Le niveau de la dette publique mondiale a grimpé en flèche depuis la crise financière, atteignant des niveaux jamais vus en temps de paix.

Selon une analyse de Deutsche Bank, les principales économies de la planète ont une dette qui dépasse en moyenne 70% du PIB, soit le niveau le plus élevé des 150 dernières années, à l'exception d'un pic aux alentours de la Seconde Guerre mondiale, ce qui soulève de profondes interrogations quant à la viabilité de l'accumulation de dettes.

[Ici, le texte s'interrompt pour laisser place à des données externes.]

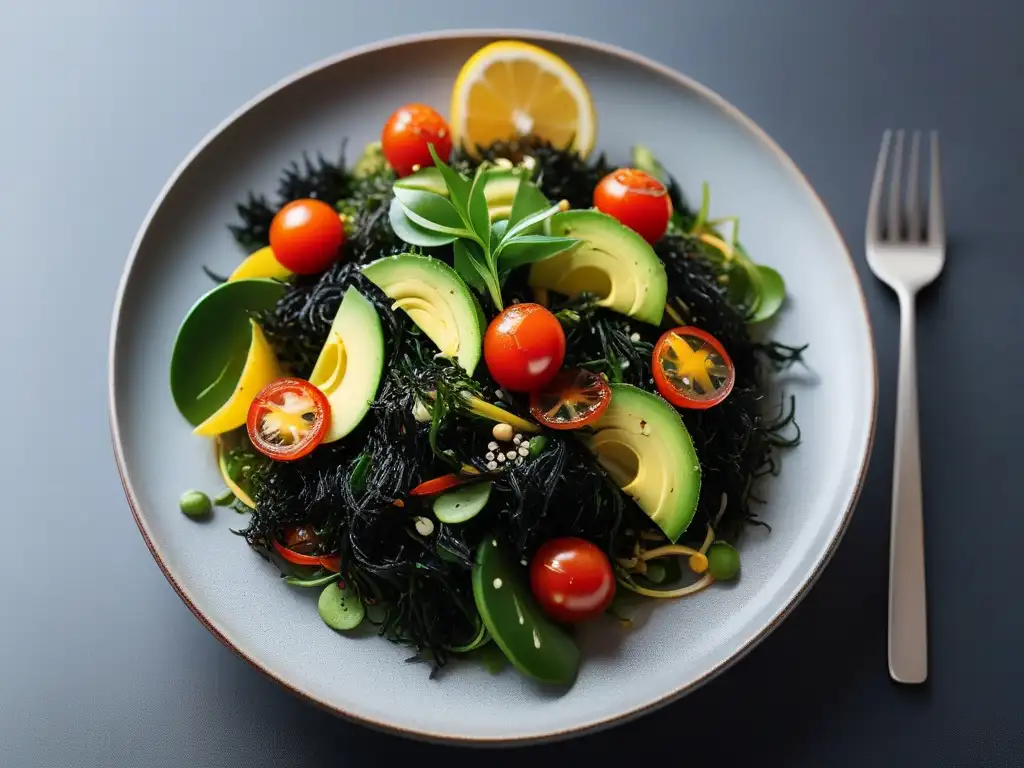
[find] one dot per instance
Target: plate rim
(536, 36)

Contrairement aux périodes précédentes, où les gouvernements enregistraient des excédents en temps de paix, les pressions exercées par les systèmes démocratiques et sociaux modernes ont fait des déficits persistants la norme dans de nombreux pays. Ceux qui espèrent voir se répeter le grand désendettement de 1945-1980, lorsque le ratio dette publique sur PIB du Royaume-Uni, de la France, du Japon, de l'Australie et du Canada a chuté de plus de 100 points de pourcentage, risquent d'être déçus.

"Il est difficile de recréer de manière durable un tel scénario aujourd'hui. La croissance du PIB était bien plus élevée à cette époque en raison de la démographie favorable, de la reconstruction de l'après-guerre et de la forte croissance de la productivité", a déclaré Jim Reid, Deutsche Bank.

Selon M. Reid, il est probable que les banques centrales continuent d’intervenir sur les marchés, ce qui a permis aux gouvernements de s’endetter davantage depuis la crise, peut-être même de financer directement leurs dépenses avec la "monnaie hélicoptère".

"Nous ne sommes pas à mille lieues de cela," dit-il. "Par leurs actions agressives au cours de la dernière décennie, les banques centrales sont prises à leur propre piège et doivent intervenir continuellement sur les marchés obligataires. Elles ont sans doute dépassé le point de non-retour."